Writing history with a chisel: Sculptor Pete Felton’s work adorns his hometown of Hays

By Joe Norris | January 31, 2026

HAYS — For as long as teenage boys’ bedrooms have had windows, young gentlemen have been sneaking out at night to meet up with a girl. Hays isn’t the only Kansas town where that’s happened. But it may be the only town in America where multiple generations have all attempted to hook up with the very same young lady. 

Sons, fathers and grandfathers of Hays have all tried to catch a glimpse of the same elusive young woman for more than a century. Some say they’ve seen her walking the hills at night, wearing a blue dress and carrying a lantern. They call her The Blue Light Lady. But her real name is Elizabeth Polly, and she’s a ghost.

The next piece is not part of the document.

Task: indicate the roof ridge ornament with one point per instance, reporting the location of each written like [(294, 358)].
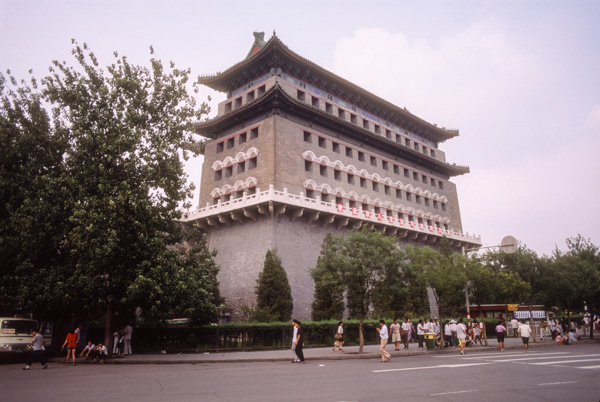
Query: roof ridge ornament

Back in 1867, Elizabeth was a hospital matron, caring for the soldiers at Fort Hays during the cholera epidemic. She was completely devoted to her patients during the day. But at night, she’d go for long walks outside the fort to rest her mind and recharge for another stressful day. Elizabeth was able to nurse several desperately ill soldiers back to health. But then she contracted cholera herself, and died when she was just 24. According to the legend, she still walks the hills outside of Hays with her blue lantern, searching for soldiers to comfort. 

Elizabeth Polly might have been completely forgotten by now, if not for the limestone sculpture of her that stands in, appropriately, Elizabeth Polly Park. It’s one of the smaller parks in Hays, out behind the Dairy Queen. And Elizabeth Polly is one of the lesser-known historical figures that Hays sculptor Pete Felten has immortalized in limestone.

Felten’s sculpture of former Hays city marshal and sheriff Wild Bill Hickok stands downtown in Union Pacific Park. His bust of Buffalo Bill Cody, who served as an army scout and buffalo hunter here, sits in front of the library on Main Street. And one of Pete’s favorites, The Lawman, keeps watch in front of City Hall, coat tucked behind his Colt revolver for quick access. “It’s across the street from my house, so I can see it from my kitchen window,” Pete says.

Pete Felten started teaching himself how to carve in 1957 when he was 24. He turned out to be an excellent teacher and a dedicated student. His sculptures of Amelia Earhart, Dwight Eisenhower, Arthur Capper and William Allen White stand in the rotunda of the Kansas Statehouse. Other Felten sculptures can be seen in Atwood, Oberlin, Victoria and elsewhere. But Hays is Pete’s hometown, and it’s also home to the majority of his distinctive stone art.

His largest creation is the massive Monarch of the Plains that stands outside Hays, overlooking Highway 183. It started as a 24-ton slab of limestone. Pete began chiseling away at it in 1965. Two years later, an 18-ton Kansas bison emerged from the enormous rock. Pete completed the project in 1967, in time for the Hays Centennial. My wife and I were students at Fort Hays State at the time, and we often saw Pete hurtling through town in his battered old jeep.

He’s not mashing the accelerator down quite as hard now. But until just recently, Pete was still carving every day. He told us he first started thinking about working with limestone when he was a kid, spending summer days at the old swimming pool in Hays. “Some kids had carved their initials into the old limestone building,” he said. “I saw that it was easy for them to do because limestone is pretty soft. So I decided to try making some sculptures out of it.”

He had no trouble finding enough stone to practice on. Farmers had used limestone posts to build fences for a century in that part of Kansas. Many of the old fences had fallen into disrepair, so farmers were happy to let Pete wrestle the heavy posts out of the ground and haul them off. He practiced until he became proficient. Pete Felten had found his profession.

There are more than two dozen Felten sculptures in his hometown, but they aren’t the only reason why Hays makes a great day trip destination. The Sternberg Museum of Natural History houses some three million fascinating exhibits, including their popular fish-within-a-fish fossil and some animated dinosaurs. And at the old Fort Hays State Historic Site, you can step into the officers’ quarters where General Custer and his wife Elizabeth lived while he was stationed at the fort here. After you’ve immersed yourself in enough history, Hays also has a couple of award-winning microbreweries where you can cut the trail dust with a tall cold one.

But before leaving town, be sure to search out as many of the Pete Felten sculptures as you can. You’ll marvel at the way he’s skillfully recorded history with his chisel. And like me, you may wonder if he ever made a mistake.

“Did you ever work on a big sculpture for a year or two, have it almost finished, then give the chisel one last little tap and have an entire arm fall off?” I asked him.

Pete looked at me for a minute before answering. “No,” he said. “I try to avoid that.”